I think this unfair discrepancy between how things were done in Los Angeles County and how things are done out here has got to end! Therefore the time has come to federalize all trash pick up in order to alleviate the burden on residents for this complicated mish-mash of local regulation that treats trash differently depending on which coast you’re living on.
My preference would be for the national regulations to be the same as the L.A. County ones, a lot looser with no real limitations. Local communities would not be allowed to pre-empt the federal system regardless of their supposed “reasons” for attempting to do so. The federal government would collect the trash money every year along with the income tax and then distribute the money back down through the states and from the states back down to the local government. Or better yet not distribute the money back down the pipeline at all, just create a whole new Department of Trash that hires the thousands of trash guys needed, sort of like the Transportation Safety Administration screeners at the airport.
And if there ends up being some problems, we could create a national hotline for people to call to report them and somehow or another get resolution.
I am much encouraged that this could work especially after reading about the Baby Bells promoting the idea of a national franchise in hearings on the Hill the other day. A national franchise for the Bell boys in which they agree to pay the federal government the franchise fee and provide the locals with access channels is an idea whose time has come. I mean aren’t you a wee bit curious about what that would look like and how swell that would work?
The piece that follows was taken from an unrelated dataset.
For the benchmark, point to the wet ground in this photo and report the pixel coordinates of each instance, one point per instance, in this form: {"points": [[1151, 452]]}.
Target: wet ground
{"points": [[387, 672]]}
And I am chomping at the bit to get that Needs Assessment contract, with that kind of thing I could just go ahead and retire.
It’s like the trash thing, why should the requirements for L.A. County be any different than the requirements for Howard County Maryland? Of course LA didn’t have to be concerned about the environmental needs of the Chesapeake Bay from land-fill and storm drain run off but Howard County makes way too many demands on the residents.
I can relate to the Bells on this. It’s way too cumbersome to have to take local concerns into account when all you want to do is just be able to put out your trash.